Time could soon be up for illegal e-bikes, though. The Electrically Assisted Pedal Cycles (EAPC) Bill is lumbering its way through Parliament, and its purpose is to ban the supply of e-bikes that exceed the 250W of continuous power threshold and 15.5 mph speed limit that defines them.
It’s a divisive issue for cyclists, and me personally. My e-bike delivers over 700W of peak power, and while its continuous power is rated at 200W, we all know this is really just a fudge. Can I really be that critical of others while my wheels are dangerously close to the line? Is it one rule for me and another for them? I can reconcile the two with the old trail user advice from Cycling UK that advised us to ‘be nice, say hi’. I think then, that I’m on the right side of the line.

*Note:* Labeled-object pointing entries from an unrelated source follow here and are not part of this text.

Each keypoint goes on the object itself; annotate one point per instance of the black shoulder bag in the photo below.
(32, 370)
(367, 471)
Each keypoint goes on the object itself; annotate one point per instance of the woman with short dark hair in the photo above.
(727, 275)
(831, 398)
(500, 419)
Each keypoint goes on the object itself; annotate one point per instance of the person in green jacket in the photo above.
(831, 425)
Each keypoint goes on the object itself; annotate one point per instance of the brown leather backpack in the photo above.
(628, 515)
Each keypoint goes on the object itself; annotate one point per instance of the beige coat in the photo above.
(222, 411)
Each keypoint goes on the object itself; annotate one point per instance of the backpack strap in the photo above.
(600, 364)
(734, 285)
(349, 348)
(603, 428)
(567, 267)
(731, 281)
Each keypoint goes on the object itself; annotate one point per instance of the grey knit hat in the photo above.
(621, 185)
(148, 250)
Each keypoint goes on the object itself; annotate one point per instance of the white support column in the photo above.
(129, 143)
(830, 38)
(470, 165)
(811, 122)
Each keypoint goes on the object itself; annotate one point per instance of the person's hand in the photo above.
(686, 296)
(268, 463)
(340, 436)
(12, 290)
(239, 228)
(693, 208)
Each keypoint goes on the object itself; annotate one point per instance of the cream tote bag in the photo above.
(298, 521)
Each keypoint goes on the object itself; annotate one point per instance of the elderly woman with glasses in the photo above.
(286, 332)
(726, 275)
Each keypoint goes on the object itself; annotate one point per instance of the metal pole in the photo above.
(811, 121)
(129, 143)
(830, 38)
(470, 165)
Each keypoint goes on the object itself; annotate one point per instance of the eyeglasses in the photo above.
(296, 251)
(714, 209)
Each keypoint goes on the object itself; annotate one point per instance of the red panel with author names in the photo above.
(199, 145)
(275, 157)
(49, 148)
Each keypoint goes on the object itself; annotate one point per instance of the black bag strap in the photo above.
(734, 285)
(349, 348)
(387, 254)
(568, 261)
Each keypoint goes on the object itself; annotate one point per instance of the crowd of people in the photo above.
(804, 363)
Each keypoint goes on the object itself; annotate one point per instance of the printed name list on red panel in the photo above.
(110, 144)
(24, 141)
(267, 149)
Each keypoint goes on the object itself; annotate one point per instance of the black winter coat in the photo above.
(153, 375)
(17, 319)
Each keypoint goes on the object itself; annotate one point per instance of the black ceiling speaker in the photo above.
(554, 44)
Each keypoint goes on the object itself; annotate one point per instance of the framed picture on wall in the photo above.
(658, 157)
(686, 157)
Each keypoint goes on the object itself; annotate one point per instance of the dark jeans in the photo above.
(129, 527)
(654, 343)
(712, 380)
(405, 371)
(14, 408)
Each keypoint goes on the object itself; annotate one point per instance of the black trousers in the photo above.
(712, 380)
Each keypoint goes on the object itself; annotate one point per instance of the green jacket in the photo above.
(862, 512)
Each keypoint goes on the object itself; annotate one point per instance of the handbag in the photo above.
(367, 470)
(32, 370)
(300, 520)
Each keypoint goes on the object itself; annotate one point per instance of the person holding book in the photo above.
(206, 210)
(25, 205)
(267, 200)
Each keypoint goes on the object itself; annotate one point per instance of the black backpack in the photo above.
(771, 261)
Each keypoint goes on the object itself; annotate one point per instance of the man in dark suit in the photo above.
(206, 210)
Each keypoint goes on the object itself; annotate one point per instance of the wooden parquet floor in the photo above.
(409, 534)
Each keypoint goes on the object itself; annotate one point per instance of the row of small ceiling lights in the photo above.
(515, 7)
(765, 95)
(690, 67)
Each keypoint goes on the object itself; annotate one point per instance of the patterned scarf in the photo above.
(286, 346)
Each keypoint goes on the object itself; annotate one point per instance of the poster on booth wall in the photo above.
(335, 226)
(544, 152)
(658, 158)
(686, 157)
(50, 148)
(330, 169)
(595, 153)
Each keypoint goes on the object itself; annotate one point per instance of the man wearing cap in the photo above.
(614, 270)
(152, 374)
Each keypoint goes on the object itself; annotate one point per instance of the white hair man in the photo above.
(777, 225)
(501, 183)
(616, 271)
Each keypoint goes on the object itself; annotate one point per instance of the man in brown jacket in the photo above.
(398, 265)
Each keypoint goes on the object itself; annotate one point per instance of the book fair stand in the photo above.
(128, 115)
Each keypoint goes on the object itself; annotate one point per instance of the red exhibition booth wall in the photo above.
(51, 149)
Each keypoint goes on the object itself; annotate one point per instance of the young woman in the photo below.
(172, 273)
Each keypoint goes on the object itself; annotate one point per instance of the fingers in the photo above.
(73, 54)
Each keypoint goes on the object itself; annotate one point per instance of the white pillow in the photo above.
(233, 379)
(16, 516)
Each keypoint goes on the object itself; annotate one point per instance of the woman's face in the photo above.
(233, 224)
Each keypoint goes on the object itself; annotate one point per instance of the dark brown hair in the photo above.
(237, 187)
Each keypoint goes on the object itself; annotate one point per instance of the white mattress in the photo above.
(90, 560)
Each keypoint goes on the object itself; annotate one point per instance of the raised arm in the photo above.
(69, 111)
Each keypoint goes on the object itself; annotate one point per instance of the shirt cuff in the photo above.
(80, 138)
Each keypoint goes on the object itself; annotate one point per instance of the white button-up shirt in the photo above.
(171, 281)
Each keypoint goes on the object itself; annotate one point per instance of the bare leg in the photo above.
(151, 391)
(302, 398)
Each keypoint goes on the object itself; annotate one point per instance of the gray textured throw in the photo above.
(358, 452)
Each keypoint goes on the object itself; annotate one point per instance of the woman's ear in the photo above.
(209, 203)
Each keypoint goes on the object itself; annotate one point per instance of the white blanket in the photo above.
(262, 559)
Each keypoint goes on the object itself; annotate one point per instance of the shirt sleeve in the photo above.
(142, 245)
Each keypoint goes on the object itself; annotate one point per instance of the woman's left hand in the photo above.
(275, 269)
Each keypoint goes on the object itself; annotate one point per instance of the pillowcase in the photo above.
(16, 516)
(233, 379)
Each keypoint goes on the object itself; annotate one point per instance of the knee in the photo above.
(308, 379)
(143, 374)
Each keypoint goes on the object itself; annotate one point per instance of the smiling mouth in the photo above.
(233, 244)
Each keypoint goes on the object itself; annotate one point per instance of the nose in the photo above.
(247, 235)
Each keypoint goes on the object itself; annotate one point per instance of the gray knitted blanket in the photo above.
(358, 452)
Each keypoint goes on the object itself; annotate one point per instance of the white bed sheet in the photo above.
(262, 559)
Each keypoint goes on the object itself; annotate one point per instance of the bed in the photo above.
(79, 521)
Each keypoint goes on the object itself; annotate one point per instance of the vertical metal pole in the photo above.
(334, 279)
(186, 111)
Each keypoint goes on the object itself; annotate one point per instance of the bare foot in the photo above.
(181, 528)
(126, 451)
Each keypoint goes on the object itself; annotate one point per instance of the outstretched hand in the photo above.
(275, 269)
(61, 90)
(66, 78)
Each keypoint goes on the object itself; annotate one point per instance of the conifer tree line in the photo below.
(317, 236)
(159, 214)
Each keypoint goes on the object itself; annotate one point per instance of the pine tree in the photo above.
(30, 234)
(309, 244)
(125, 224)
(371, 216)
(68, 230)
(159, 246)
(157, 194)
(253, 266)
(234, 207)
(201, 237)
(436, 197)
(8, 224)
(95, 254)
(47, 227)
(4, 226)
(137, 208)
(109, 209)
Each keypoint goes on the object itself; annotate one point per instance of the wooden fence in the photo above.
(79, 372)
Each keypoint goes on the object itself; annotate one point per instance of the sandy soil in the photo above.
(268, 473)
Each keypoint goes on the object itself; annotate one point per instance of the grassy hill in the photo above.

2 thoughts on “I was hit by an illegal e-biker who ran a red light. Tougher regulation can’t come soon enough”
Presumably your bike has the legal restriction to 25 km/h, in which case you’re not dangerously close to the line at all, it’s the high speed achievable by illegal electric motorcycles (there is a plague of them at the moment in my area of London that, I would estimate, are capable of at least 45 mph) that’s causing the collisions, the actual power is fairly irrelevant.
I agree there’s a clear legal line * but I do see something here. Like much tech it’s entirely opaque from the outside (without even invoking things like the VW emissions cheating).**
I know in NL they have trialled semi-portable “test stations” to check max motor speeds. However with the latest “but there’s no money” crisis I can’t see that over here. Indeed it’s hard to see the police being motivated to do any more roads policing, with this even further down the priority list. Hope I’m wrong…
While I guess many of us *would* be fine with EAPCs as a means to attract “non-cyclists” … perhaps there’s an “attractive nuisance” element to this? We’re ushering people into an apparently effortless, easy and minimal consequence mobility mode without the “learning experience” of managing a lighter, unpowered machine on roads.
And it’s still (busy) *roads* where the new power-assisted riders will often find themselves. Not like in more advanced countries where people usually cycle in much safer and more controlled environments.
OTOH we should always balance such concerns against “but cars and full-power ICE motorbikes now” though! Number plates, licences and insurance aren’t necessarily mitigating that well…
* As soon as there are laws games will be played. How long can you be above the “continuous rate power” for? Can we have *multiple* legal motors on one machine?
** Is the power / speed actually regulated by software, and how long will that keep a child armed with the internet from unlocking it?